The government should now commit to working with leaders across the North to deliver the vision and funding needed for the transport network we deserve.
So today we offer Ministers five steps to truly fix the North’s railways:
The first step must be a plan to restore public confidence. Passengers need to have confidence that the basic things will happen – their trains running seven days a week, turning up when advertised and with enough carriages to ensure passengers aren’t left behind on the platform. Here in the North West we have not had a full Sunday service for almost two years and restoring that must be an urgent priority. A new operator is a fresh start to get the basics right. People need to be able to trust the trains again.
Second, we need to serve notice to Transpennine Express (TPE). While Northern’s sustained poor performance has rightly hit the headlines, for the past few months TPE’s has been even worse. They are letting down passengers from Newcastle to Manchester, Liverpool to Hull, and it is not good enough.
TPE should be set a deadline for improvement and if this deadline isn’t met then they should be the next to have their franchise removed.
Thirdly, the government needs to deliver the infrastructure improvements it promised.
It will come as no surprise to passengers in our part of the country that central Manchester is one of the most congested parts of the UK’s rail network.
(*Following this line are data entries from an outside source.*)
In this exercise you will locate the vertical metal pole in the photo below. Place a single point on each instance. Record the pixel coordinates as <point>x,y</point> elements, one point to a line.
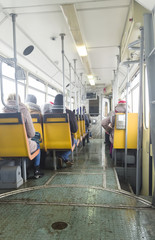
<point>126,125</point>
<point>140,112</point>
<point>79,94</point>
<point>70,77</point>
<point>15,56</point>
<point>75,83</point>
<point>81,74</point>
<point>63,69</point>
<point>150,63</point>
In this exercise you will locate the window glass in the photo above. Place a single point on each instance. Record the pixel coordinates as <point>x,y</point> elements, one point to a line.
<point>12,89</point>
<point>8,70</point>
<point>21,92</point>
<point>94,107</point>
<point>146,98</point>
<point>52,91</point>
<point>39,95</point>
<point>36,84</point>
<point>50,99</point>
<point>8,87</point>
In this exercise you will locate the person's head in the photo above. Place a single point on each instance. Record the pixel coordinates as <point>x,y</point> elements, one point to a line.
<point>121,106</point>
<point>58,100</point>
<point>12,97</point>
<point>31,98</point>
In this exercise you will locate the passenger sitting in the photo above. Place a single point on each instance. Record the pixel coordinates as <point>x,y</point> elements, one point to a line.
<point>109,122</point>
<point>47,108</point>
<point>31,103</point>
<point>58,108</point>
<point>11,103</point>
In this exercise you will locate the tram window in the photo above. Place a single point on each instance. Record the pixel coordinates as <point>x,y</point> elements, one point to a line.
<point>94,107</point>
<point>39,95</point>
<point>8,87</point>
<point>21,91</point>
<point>52,91</point>
<point>50,98</point>
<point>36,84</point>
<point>146,101</point>
<point>8,71</point>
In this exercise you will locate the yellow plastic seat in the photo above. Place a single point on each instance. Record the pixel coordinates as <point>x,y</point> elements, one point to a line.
<point>13,140</point>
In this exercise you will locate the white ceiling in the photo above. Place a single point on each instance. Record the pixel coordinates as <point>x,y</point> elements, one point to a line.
<point>101,23</point>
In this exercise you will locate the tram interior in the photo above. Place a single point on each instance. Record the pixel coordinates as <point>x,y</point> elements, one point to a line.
<point>96,54</point>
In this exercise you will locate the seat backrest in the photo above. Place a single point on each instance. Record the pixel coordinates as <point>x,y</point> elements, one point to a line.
<point>13,136</point>
<point>56,128</point>
<point>37,123</point>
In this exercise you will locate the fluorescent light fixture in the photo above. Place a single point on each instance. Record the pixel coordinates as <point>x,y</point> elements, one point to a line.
<point>91,81</point>
<point>82,51</point>
<point>90,76</point>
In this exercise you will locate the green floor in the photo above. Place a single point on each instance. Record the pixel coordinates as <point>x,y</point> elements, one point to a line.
<point>87,197</point>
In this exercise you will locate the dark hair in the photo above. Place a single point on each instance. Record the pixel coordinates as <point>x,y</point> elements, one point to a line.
<point>31,98</point>
<point>58,100</point>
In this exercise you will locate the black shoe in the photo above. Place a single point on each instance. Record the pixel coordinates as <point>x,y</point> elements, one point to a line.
<point>37,173</point>
<point>69,163</point>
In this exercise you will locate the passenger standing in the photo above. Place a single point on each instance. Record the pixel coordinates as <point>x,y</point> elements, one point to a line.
<point>58,108</point>
<point>109,122</point>
<point>11,103</point>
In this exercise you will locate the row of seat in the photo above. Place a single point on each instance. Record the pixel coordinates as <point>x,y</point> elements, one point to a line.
<point>55,131</point>
<point>53,128</point>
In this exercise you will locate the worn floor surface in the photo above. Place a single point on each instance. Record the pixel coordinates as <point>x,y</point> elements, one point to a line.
<point>84,202</point>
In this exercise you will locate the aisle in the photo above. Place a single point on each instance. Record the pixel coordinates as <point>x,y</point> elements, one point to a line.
<point>85,200</point>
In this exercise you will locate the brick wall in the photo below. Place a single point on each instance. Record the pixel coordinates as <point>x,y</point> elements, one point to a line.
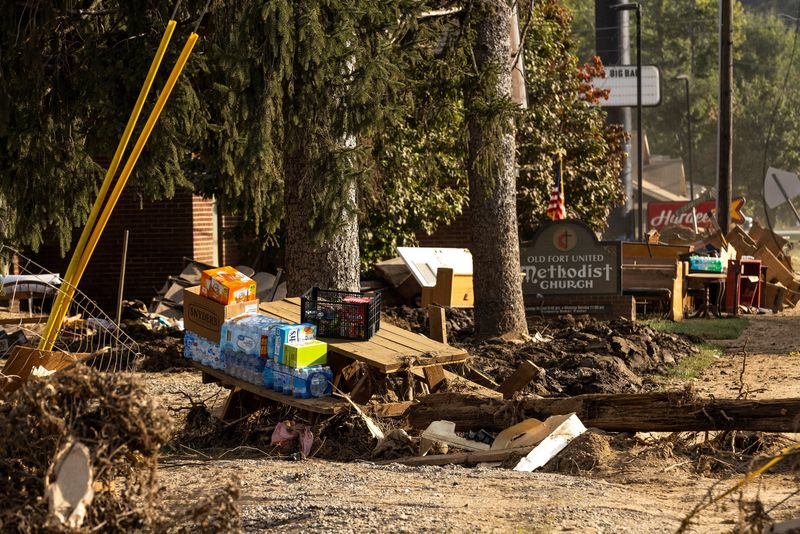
<point>204,231</point>
<point>601,306</point>
<point>161,235</point>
In the short-term some difficult decisions may need to be made in order to reduce the number of services that pass through.
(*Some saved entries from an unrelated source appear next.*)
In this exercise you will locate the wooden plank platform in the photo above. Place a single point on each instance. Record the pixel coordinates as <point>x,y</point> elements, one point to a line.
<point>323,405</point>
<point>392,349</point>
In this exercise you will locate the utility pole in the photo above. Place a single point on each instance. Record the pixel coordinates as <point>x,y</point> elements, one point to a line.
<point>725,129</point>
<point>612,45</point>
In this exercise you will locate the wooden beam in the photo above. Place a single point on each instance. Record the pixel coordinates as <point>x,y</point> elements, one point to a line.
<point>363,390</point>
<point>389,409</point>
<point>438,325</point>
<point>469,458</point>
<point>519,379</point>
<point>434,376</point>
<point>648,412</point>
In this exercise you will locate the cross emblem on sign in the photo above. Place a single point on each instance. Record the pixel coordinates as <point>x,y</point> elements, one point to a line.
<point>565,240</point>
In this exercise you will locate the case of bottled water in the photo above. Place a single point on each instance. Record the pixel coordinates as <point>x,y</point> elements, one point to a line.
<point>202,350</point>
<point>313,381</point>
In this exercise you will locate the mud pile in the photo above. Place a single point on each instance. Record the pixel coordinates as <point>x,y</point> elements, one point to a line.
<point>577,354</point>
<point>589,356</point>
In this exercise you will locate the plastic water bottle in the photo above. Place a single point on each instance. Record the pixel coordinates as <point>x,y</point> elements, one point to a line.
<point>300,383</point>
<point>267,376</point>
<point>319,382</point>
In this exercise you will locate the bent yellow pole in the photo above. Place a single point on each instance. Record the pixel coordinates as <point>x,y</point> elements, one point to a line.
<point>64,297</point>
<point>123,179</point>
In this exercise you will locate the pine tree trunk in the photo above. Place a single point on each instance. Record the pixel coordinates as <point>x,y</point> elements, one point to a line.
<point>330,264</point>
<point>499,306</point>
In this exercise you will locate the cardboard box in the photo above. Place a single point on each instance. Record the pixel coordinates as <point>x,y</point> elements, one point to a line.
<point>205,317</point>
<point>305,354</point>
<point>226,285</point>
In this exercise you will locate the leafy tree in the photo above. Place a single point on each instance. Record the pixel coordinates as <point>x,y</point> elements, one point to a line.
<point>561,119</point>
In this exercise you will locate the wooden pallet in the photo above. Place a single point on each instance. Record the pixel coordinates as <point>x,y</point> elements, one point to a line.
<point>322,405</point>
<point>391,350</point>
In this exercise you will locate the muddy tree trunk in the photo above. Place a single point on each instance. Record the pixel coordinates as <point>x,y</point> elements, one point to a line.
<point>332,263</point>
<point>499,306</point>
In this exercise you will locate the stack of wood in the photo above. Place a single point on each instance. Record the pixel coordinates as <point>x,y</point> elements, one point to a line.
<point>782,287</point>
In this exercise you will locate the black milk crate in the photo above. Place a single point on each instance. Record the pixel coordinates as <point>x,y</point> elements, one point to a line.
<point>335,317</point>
But in the longer-term, Government needs to deliver on the infrastructure improvements we were first promised back in 2014.
Most crucial is building two new platforms at Manchester Piccadilly – which will benefit passengers all across the North.
Government must devolve more control and funding of local rail services and stations.
Fourthly, we need an unequivocal commitment from ministers to deliver the West-East Northern Powerhouse Rail (NPR) and HS2 to the North.
Delay and uncertainty to these projects is holding up much-needed investment and risks the huge economic benefits that together they would provide to people right across the North.
No government can truly claim to be committed to ‘levelling up’ the country if one its first acts is to provide high speed rail only for London and Birmingham and then downgrade proposals for the North’s connectivity.
Ministers should accept the North’s shared demand that NPR should include a new twin track line from Liverpool to Manchester, a through-station at Manchester Piccadilly and a new line from Manchester to Leeds via Bradford.
And they should work with TfN to fast track delivery of the whole NPR network – which would significantly reduce costs and create jobs and economic benefits earlier. If this means NPR gets built before HS2 then we are prepared to have that conversation with Government – but we need new West-East and North-South rail infrastructure and we are not going to be forced to pick between one or the other. London has never had to choose so why should we?
And finally, Government must devolve more control and funding of local rail services and stations.
The services we control locally – Merseyrail and Metrolink – are some of the best performing in the country. With more powers and funding from Whitehall we can do even more.
The Transport Secretary should accelerate the devolution of rail services and infrastructure on the Merseyrail network and create new locally-controlled services like the proposed ‘GM Rail’.
Taken together these five next steps provide the basis of a blueprint to renew and restore the North’s railways.
We urge Ministers to work with us and other leaders across the North to deliver on these five things and ensure that a failure like Northern never ever happens again.
Andy Burnham is Mayor of Greater Manchester and Steve Rotheram is Mayor of Liverpool City Region.